Quizá las palabras de la legisladora parezcan fuertes, pero el reporte evidenciaba cómo la hipersexualización (principal pero no exclusivamente de los menores) “debilita su construcción identitaria, provoca daños psicológicos irreversibles, contribuye al desarrollo de actitudes de riesgo…está íntimamente ligada a la trivialización de la pornografía como principal modalidad de educación sexual y puede inducir a comportamientos de violencia sexual mientras legitima el acoso”. Además, la hipersexualización no sólo afecta a la persona en lo individual sino que trastorna las dinámicas sociales cuando relativiza principios de dignidad humana o cuando transmite y sanciona estereotipos de comportamiento, proyecciones mentales e identidad sexual.
Desde hace años, parte de un proceso imparable, la cultura y sociedad mexicanas han evolucionado en la confrontación de las fronteras simbólicas entre el sexo y la sexualidad, pero también entre el deseo, la identidad y el libre ejercicio de todas las anteriores.
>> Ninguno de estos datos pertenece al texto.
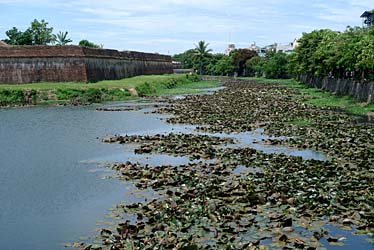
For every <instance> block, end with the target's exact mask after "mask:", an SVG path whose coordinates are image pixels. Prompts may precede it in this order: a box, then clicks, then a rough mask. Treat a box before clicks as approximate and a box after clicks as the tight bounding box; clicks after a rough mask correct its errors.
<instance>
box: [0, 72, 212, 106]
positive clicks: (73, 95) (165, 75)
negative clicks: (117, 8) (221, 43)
mask: <svg viewBox="0 0 374 250" xmlns="http://www.w3.org/2000/svg"><path fill="white" fill-rule="evenodd" d="M218 86H219V84H218V83H217V82H216V81H201V80H200V78H199V77H198V76H196V75H150V76H137V77H132V78H125V79H121V80H110V81H100V82H97V83H78V82H63V83H50V82H44V83H33V84H19V85H0V106H16V105H30V104H41V105H43V104H44V105H49V104H56V103H68V104H87V103H99V102H104V101H120V100H129V99H134V98H137V97H139V96H140V97H142V96H158V95H170V94H186V93H198V92H201V89H203V88H212V87H218Z"/></svg>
Pero, a diferencia de lo que clamó el alcalde sonorense, México parece mucho más un pueblo pornográfico que un pueblo erótico.
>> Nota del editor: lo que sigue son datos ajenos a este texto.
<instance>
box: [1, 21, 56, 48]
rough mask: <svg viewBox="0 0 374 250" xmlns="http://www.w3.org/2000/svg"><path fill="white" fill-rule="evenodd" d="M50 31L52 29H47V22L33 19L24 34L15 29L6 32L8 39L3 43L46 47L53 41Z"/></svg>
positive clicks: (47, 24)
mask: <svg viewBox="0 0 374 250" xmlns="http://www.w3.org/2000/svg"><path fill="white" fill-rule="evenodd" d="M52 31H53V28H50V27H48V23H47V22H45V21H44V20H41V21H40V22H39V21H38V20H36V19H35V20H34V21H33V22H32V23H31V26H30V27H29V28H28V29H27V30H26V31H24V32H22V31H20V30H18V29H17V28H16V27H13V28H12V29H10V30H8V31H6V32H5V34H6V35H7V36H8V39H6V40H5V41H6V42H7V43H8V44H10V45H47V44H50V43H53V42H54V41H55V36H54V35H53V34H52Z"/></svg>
La escritora norteamericana Audre Lorde –a quien de ninguna manera se le puede acusar de conservadurismo– comprendía que el erotismo y la pornografía no son sino “dos usos diametralmente opuestos de lo sexual”. Y la pornografía, como explica su definición etimológica, está ligada íntimamente a la prostitución y, por consecuencia, al intercambio comercial, a la relación economicista y de consumo de la persona humana, de su intimidad, de su naturaleza orgánica y su integridad, no sólo de su sexo.
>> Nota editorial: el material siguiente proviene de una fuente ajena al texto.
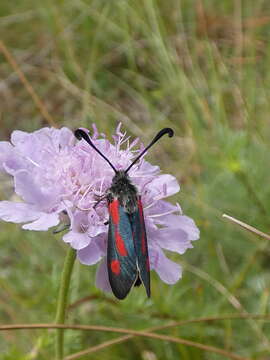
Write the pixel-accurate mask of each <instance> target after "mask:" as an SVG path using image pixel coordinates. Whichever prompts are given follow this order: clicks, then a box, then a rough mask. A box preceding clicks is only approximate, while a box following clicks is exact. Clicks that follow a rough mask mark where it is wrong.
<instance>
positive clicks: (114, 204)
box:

Lo anterior es justamente la manifestación de la hiper-erotización del poder; un fenómeno de la posmodernidad en el que el usufructo económico del sexo, el deseo y el placer jerarquiza y domina las relaciones comunitarias y las identidades personales; pero no sólo eso, sino que legitima la agresividad, la violencia simbólica y las sanciones institucionalizadas de lo que define como “correcto” o “válido”.
Así, mientras cunden los movimientos político-sociales (auspiciados por grandes intereses económicos) que promueven la redefinición de la niñez como mini-adultos en un sentido muy distinto al que se tenía en el pasado –como los agentes de publicidad que usan a menores en actitudes eróticas o los promotores de la hormonización e intervención quirúrgica infantil bajo la idea de ‘reafirmación sexual’–; también las instituciones políticas y culturales redefinen los valores de la autopercepción y del placer como únicas garantías del derecho y del espacio público, donde incluso la vulgarización y la obscenidad tienen cabida en el debate y el discurso social –tal como pasó recientemente en un episodio del reclamo egotista de espacio público en la Cineteca Nacional y la subsecuente discusión en el que la voz coprolálica de una personalidad de televisión adquirió relevancia argumentativa.
Así que ojalá condenemos esos códigos pornográficos, ubicados entre el sexo, la dominación, la violencia y el poder (económico). La opresión desde la hipersexualización busca perpetuarse a través de la corrupción del sentido del sexo y el ser mediante la cosificación, la manipulación y la fetichización de la identidad individual. Ojalá fuéramos un pueblo erótico, ubicados en esa tensión entre el sexo y el amor, capaces de elegir entre atracción y repulsión, entre la esperanza que provee la realidad y el temor de las ilusiones pasajeras y autocomplacientes.